Malware is largely undetected by security software

Mar 1, 2016 11:00 GMT  ·  By

For the past few weeks, security researchers from Palo Alto Networks, SentinelOne, and Synack have been analyzing a new malware sample targeting Mac OS X, which appears to be the work of the infamous HackingTeam.

The HackingTeam is a controversial and despised Italian company that sells surveillance software (legal term for malware) to governments around the world.

A few weeks back, Claud Xiao, security researcher from Palo Alto discovered a series of malicious Mac binaries, which he thought to be extremely suspicious.

After sharing these binaries with the infosec community, these ended up in the hands of some OS X security specialists, like SentinelOne's Pedro Vilaca and Synack's director of R&D Patrick Wardle, who took a longer, closer look at their capabilities.

They both reached the same conclusion: these malicious binaries contain new (or modified) malware that seems to be using the same techniques and mode of operation as previous malware that was uncovered via the HackingTeam data breach from last summer.

The two security researchers are not 100% sure that the HackingTeam is "officially" behind this new malware, but we're going to need another data breach to confirm this information anyway.

The malicious binaries are simple malware droppers

As for the malware itself, both researchers said that this new variant is only a dropper, and not anything complex.

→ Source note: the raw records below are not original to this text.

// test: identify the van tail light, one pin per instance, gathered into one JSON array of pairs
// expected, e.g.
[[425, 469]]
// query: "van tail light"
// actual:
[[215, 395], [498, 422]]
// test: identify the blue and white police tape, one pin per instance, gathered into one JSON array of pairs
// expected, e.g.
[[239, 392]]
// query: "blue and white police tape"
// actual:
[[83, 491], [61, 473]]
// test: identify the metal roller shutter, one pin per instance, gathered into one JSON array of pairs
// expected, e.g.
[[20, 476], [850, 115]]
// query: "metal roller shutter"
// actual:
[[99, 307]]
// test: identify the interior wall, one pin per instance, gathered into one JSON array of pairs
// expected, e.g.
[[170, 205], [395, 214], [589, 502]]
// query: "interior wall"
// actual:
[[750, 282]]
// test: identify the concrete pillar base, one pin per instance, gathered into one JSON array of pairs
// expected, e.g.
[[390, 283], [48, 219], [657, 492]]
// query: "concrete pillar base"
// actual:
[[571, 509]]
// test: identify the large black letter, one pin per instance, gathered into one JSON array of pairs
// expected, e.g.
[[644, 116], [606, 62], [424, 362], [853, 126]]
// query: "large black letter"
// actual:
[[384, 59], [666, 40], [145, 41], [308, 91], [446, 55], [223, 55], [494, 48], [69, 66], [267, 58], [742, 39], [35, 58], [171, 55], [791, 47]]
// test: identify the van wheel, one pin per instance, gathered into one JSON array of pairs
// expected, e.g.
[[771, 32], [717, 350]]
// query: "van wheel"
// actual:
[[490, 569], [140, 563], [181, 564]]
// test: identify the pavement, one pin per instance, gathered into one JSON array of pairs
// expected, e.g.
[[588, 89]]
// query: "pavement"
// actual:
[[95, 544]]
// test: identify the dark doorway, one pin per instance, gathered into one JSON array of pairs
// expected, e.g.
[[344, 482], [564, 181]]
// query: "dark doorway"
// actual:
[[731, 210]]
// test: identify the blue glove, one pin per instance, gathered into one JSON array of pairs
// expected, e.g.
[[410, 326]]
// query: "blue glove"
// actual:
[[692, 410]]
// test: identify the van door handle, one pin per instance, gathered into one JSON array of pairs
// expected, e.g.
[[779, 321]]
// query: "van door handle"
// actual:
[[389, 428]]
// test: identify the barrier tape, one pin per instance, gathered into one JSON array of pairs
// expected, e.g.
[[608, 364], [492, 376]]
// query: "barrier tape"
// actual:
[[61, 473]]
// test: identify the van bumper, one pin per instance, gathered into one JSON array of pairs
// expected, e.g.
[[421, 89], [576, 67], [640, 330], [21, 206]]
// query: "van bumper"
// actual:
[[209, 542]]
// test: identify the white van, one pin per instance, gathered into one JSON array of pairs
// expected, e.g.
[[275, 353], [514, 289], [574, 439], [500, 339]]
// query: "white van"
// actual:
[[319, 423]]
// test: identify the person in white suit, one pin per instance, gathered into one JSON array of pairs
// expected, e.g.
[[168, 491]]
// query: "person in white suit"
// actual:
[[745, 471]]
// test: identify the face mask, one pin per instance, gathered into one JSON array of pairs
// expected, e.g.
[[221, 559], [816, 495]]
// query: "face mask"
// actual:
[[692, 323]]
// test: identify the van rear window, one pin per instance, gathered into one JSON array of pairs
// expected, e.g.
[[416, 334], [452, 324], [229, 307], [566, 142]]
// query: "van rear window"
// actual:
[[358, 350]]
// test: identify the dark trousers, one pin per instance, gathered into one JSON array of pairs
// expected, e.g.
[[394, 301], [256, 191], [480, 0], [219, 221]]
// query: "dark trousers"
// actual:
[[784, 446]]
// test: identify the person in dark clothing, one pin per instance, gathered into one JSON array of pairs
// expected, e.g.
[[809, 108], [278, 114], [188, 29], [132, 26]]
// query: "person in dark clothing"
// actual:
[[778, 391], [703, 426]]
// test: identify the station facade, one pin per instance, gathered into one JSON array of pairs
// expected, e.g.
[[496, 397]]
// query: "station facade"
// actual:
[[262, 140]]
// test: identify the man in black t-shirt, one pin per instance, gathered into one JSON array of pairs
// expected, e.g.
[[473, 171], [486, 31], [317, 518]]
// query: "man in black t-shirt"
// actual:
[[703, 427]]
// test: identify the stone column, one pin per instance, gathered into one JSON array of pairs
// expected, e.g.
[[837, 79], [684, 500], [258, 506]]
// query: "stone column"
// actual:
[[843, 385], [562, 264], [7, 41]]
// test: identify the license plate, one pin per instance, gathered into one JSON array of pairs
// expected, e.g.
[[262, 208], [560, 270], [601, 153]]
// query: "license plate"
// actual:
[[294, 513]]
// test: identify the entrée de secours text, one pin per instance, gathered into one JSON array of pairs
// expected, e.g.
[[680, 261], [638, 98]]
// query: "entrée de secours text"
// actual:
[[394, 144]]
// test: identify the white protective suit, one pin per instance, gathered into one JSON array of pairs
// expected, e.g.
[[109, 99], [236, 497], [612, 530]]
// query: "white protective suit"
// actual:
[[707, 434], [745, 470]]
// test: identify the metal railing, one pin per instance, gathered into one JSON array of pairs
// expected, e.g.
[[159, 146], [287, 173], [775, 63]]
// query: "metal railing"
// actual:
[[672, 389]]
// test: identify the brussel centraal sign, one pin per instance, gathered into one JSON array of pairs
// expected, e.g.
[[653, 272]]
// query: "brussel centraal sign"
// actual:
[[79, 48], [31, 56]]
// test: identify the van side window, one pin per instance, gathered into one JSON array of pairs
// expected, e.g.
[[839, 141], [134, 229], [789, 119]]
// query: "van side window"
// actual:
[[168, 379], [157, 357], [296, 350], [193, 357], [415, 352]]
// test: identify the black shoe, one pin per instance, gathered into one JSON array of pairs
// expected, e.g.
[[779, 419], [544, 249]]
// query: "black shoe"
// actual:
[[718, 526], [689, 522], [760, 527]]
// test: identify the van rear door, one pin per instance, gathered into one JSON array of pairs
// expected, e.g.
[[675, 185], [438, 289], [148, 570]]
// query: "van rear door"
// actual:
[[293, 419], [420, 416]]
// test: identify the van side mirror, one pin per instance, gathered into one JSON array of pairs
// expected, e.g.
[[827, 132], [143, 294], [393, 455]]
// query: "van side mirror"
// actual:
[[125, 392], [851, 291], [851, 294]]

Droppers are a class of computer viruses that have two functions. They must be able to infect computers and maintain a foothold, and then they must be able to talk to a C&C server and download a specific piece of malware variant, based on the details of an infected system.

The researchers both noted that, at the time of their analysis, antivirus engines in Google's VirusTotal service weren't flagging it as malicious.

They also noted that, compared to other HackingTeam Mac malware, these new binaries used Apple's built-in OS X encryption scheme and a custom binary packing system.